Should rates tighten over the next 12-24 months, for example to support a cyclical recovery in the currency, any tightening is likely to be quickly reversed when the global monetary easing cycle begins, and underlying demand conditions weaken.
According to JLL, demand for logistics space is now at cyclical highs reflecting the ongoing shift to online spending, consolidation of existing operations and drive for efficiency with occupiers shifting to newer modern facilities underpinning development strategies.5 Firms are also increasingly considering automation of their facilities to address labour shortages which is boosting demand for modern logistics facilities that can accommodate such shifts.
Rents are expected to continue to rise, reflecting a combination of higher land prices and construction costs which is putting upward pressure on prices for newly completed properties. Rising construction costs are also likely to impact development pipelines for weaker projects in non-core locations.
The rapid rise in interest rates over the past 18 months has reduced valuations and lifted financing costs across commercial real estate.
As a highly liquid asset, logistics space is potentially providing a route to reduce real estate exposure, lock in profits, meet redemption requests or wind down closed-end property funds.
We believe the recent capital markets volatility is creating attractive entry points. Refinancing and redemption events are also triggering sales of industrial facilities, despite their strong fundamentals.

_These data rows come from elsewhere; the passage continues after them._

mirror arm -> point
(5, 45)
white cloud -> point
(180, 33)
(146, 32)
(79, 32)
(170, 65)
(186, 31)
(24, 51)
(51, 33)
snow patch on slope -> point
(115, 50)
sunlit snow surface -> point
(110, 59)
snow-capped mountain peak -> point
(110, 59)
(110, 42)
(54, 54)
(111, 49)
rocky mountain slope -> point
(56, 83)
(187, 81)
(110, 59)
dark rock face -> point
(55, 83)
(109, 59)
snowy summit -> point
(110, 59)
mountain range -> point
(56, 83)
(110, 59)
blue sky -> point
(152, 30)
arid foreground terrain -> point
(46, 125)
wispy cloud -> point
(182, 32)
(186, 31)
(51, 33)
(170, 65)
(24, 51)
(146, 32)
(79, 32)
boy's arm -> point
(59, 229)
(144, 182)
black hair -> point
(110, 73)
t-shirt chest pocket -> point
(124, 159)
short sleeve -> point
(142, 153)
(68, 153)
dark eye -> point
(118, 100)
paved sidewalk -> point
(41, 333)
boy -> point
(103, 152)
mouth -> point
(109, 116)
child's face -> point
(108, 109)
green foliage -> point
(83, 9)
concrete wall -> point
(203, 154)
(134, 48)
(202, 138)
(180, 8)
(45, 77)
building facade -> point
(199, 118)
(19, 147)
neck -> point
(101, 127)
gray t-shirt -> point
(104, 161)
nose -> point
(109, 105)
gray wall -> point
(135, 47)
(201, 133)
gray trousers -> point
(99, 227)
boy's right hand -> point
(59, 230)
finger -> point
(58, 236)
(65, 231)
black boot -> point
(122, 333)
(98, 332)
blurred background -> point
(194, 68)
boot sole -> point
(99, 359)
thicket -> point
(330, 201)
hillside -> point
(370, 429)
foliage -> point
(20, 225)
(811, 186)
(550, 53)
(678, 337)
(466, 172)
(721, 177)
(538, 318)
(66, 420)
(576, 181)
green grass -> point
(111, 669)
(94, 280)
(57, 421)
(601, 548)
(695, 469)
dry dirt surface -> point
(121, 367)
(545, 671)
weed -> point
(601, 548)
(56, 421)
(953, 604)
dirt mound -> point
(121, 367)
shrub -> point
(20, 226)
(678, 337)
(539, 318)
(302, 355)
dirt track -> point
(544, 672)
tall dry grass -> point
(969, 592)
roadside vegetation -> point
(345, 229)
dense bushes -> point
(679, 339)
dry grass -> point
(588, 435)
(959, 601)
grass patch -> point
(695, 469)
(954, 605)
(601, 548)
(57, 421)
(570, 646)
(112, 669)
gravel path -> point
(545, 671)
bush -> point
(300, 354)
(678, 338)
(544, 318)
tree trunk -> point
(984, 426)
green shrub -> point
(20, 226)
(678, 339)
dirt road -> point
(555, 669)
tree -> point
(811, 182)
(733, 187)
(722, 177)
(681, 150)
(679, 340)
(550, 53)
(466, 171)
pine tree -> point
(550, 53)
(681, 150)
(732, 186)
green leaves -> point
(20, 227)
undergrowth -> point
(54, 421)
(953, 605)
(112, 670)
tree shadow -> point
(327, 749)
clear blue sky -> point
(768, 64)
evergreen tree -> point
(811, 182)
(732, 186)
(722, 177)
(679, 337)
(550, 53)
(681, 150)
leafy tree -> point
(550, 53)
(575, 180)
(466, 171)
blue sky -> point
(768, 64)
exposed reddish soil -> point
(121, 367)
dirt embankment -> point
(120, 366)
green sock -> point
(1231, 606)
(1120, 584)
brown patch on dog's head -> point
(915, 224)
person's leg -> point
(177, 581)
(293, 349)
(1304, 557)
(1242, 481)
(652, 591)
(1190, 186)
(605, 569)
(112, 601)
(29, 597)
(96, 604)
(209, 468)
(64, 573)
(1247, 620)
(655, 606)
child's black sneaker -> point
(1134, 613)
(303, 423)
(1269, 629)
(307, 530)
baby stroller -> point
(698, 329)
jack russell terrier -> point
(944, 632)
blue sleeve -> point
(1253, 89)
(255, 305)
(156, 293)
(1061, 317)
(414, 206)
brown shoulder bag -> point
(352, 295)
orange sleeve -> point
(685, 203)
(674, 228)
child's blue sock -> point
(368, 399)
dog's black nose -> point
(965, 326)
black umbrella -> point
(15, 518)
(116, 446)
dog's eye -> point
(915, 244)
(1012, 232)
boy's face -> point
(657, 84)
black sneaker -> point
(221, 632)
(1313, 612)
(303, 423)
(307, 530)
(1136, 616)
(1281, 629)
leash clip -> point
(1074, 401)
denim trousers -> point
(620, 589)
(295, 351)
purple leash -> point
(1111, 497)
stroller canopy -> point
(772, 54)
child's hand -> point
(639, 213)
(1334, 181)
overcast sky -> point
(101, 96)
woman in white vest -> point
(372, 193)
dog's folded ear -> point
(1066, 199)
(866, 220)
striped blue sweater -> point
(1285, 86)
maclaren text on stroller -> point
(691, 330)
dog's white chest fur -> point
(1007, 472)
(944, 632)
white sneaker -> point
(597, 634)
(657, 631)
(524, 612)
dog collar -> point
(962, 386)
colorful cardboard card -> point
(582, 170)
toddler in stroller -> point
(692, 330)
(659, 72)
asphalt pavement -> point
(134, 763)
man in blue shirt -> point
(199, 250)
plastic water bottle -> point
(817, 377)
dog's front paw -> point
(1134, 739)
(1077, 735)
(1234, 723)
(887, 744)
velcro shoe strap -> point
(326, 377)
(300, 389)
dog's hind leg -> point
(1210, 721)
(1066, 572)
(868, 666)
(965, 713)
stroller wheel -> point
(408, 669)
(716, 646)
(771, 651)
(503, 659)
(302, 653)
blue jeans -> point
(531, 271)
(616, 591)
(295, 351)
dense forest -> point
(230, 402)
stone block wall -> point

In our view, the turnaround from the tight pricing and low cap rates during the COVID-19 period may provide opportunities in a market that is still experiencing very strong fundamentals.
Values in certain markets are starting to reset below replacement cost – a price point unseen since the global financial crisis6 and the current capital market volatility may provide an opportunity to rebalance.
Sources: Green Street, Bloomberg. As at September 2023.
Based on the acceleration in market rents in recent years our research shows that facilities with remaining lease times of up to three years are currently offering attractive upside potential.7
Market rents have moved strongly higher in recent years due to robust demand, tight vacancy conditions and positive economic tailwinds, adding between 15% and 40% in many markets.8
The rapid growth has left many assets under-rented just as the market is seeing sales pressure from owners facing refinancing or redemption pressure amid capital market volatility.
This may provide an opportunity to acquire short weighted average lease expiry (WALE) assets at attractive valuations for repositioning and re-leasing at higher rent with modest capital spending.
Source: PMA, CoStar, JLL. As at September 2023.
At Macquarie Asset Management, logistics has long been a target sector, but very tight cap rates have made it difficult for real estate investors to take a position in the core space.
Now, we believe capital markets volatility is creating an opening.
Even as institutional investors divest logistics assets, the outlook for the industry remains positive, with strong underlying demand driven by the growth of ecommerce and an ongoing deglobalisation of supply chains.
Amid the short-term turbulence, we believe tactical opportunities to take long-term positions at attractive valuations should emerge.
4 Globally, Japan remains the only key developed market where in-place stabilised cap rates are above "all-in" financing costs with industrial annual net absorption in the Greater Tokyo area at a historical high of 2.6 million square metres in 2Q23, according to JLL.
7 Data from CoStar, JLL and PMA shows that market rents began to lift sharply in key markets such as the US, UK and Australia during 2H20 and into 2021. Leases that were struck prior to this will be significantly under-rented relative to current market rents.